World Squash Championship 2013: Top seed Ashour seals semi-final spot
World Squash Championship 2013: World No1 Ramy Ashour sees off a spirited performance from Saurav Ghosal
Ramy Ashour saw off a spirited performance from Saurav Ghosal to win his quarter-final 11-9, 11-5, 11-9 on Wednesday.
Ghosal had become the first Indian to reach the World Championship quarter-finals, partly due to avoiding seventh seed Peter Barker, who unfortunately had to retire injured when 2-1 against Finn Henrik Mustonen.
But the 27-year-old had beaten the higher-ranked Alister Walker in the second round and, certainly for two of these three games, did not seem to be here by mere good fortune.
He was full of running, regularly contorting his 5ft 6ins frame into seemingly impossible positions, but world No1 Ashour, ultimately, had just a little too much quality.
“I played well in the first and third games. In the second, I don’t think my level really dropped, but the variation of the height especially, it wasn’t quite good enough against someone like Ramy,” Ghosal said.

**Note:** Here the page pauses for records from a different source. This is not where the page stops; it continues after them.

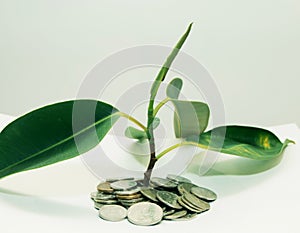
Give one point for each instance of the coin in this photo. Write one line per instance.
(169, 199)
(107, 202)
(185, 187)
(129, 197)
(113, 213)
(165, 183)
(113, 179)
(178, 179)
(149, 193)
(188, 206)
(168, 212)
(145, 213)
(132, 201)
(195, 201)
(104, 196)
(204, 193)
(175, 215)
(105, 187)
(188, 216)
(97, 205)
(128, 192)
(123, 184)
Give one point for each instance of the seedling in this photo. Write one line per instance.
(64, 130)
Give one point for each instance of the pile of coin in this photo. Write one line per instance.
(173, 198)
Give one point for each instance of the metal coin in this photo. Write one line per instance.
(178, 179)
(145, 213)
(204, 193)
(149, 193)
(107, 202)
(129, 197)
(128, 192)
(168, 212)
(123, 184)
(195, 201)
(105, 187)
(186, 217)
(97, 205)
(188, 206)
(132, 201)
(185, 187)
(169, 199)
(156, 181)
(93, 195)
(113, 213)
(114, 179)
(104, 196)
(175, 215)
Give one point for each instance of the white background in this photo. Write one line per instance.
(251, 48)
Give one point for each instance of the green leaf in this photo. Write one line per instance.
(163, 72)
(190, 118)
(174, 88)
(138, 134)
(54, 133)
(244, 141)
(134, 133)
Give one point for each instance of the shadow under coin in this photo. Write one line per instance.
(40, 205)
(233, 174)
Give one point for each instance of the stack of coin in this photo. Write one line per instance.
(172, 198)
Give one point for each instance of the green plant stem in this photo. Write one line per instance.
(162, 103)
(125, 115)
(185, 143)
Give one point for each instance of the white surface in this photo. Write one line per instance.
(251, 48)
(56, 198)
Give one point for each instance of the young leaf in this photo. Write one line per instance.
(190, 118)
(138, 134)
(174, 88)
(162, 74)
(134, 133)
(54, 133)
(244, 141)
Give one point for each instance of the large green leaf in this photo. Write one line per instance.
(54, 133)
(190, 118)
(249, 142)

“Ramy fights with himself a little bit a lot of the time. I’ve known him since we were about 13 or 14 years old, so I know him very well, and in the first game I had a feeling that he was going to be rushing it a little bit and going short, very quickly.”
“But he is so good with the racket that he can get away with it. And he still pulled out some unbelievable stuff, which kept him in that first game to a great extent.”

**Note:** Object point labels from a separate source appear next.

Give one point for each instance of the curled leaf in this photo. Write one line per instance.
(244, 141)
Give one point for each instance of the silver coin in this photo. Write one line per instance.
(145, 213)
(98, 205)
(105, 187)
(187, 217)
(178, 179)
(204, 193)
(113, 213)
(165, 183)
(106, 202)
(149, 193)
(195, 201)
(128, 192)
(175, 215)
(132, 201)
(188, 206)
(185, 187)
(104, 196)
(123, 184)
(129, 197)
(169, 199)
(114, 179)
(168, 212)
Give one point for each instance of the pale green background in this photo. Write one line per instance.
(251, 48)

“Anyone else who was playing with that attitude would not be in a position to come back, but he’s so, so good with the racket he manages, and finds an extra gear and strings together four or five unbelievably high-quality rallies to take it away from you and very quickly.
“That’s why he’s World No.1 and why he hasn’t lost in a year or a year-and-a-half [since losing to Nick Matthew in the British Open 2012 final, on the 14th May].
“I wish him the best of the luck for the semis.”
The champion himself, in one breathless, excited, stream of consciousness, said: “I am delighted with the win tonight, but it’s the story behind the story the win.
“The whole day today, after a very tough four games with Cameron Pilley, a very strong player, I had a bit of a niggle in my legs.
“And sometimes when you are totally down, and you come up and beat such a great player like Saurav, playing someone like him is tough mentally and physically, especially because he is that small but can do all this on court.
“There’s something else I want to talk about. I know you maybe want me to speak about the match more, but actually I wanted to thank a couple of people, who really stand next to me when I’m down.”
“My mum, my dad – before anyone, of course – our masseur, Doug, the physiotheraphist, a great physiotherapist and I don’t know that he’s enjoying treating this leg.
“And there’s a lot of other people I don’t want to forget. We have been doing a documentary about squash for three years now, about squash in the world and the relationship between squash and the revolution in Egypt back home, and what happened with us.”
The documentary Ashour is referring to is Egyptian film Wallbangers – a movie following the lives of “The Artist” Ashour, “The Godfather” Amr Shabana, female players Raneem El Weleily and Nour El Sherbini, Karim Darwish and The Elshorbagy brothers; a “story from the heart of the Egyptian revolution”.
Ashour added: “And last but not least, I want to thank you all for being here today, and hopefully me and Nick will put on a great show. He’s a great player, so it should be a great semi-final.”
Nick Matthew had earlier beaten Amr Shabana in what he made to look a fairly straightforward victory, 11-8, 11-4, 11-7.
Shabana showed signs of what has made him four-time champion in this event, but Matthew’s physical intensity was, in the end, too much for the 34-year-old.
Which was something Matthew, himself playing very well at 33, alluded to at the end of game.
“I feel like I’m in the best shape of my life. I’m 33, and I’m in that window between having that experience that maybe I didn’t have – or use, ever – and still being physically at the top of my game so hopefully I can use that for as long as possible,” he said.
“The last two years, there’s just been two guys [Gregory Gaultier and Ramy Ashour] that have been better than me, as well as I have played, and James [Willstrop] has been up there too.”
“So it’s going to be a new challenge, and I’ll try to reach their level.”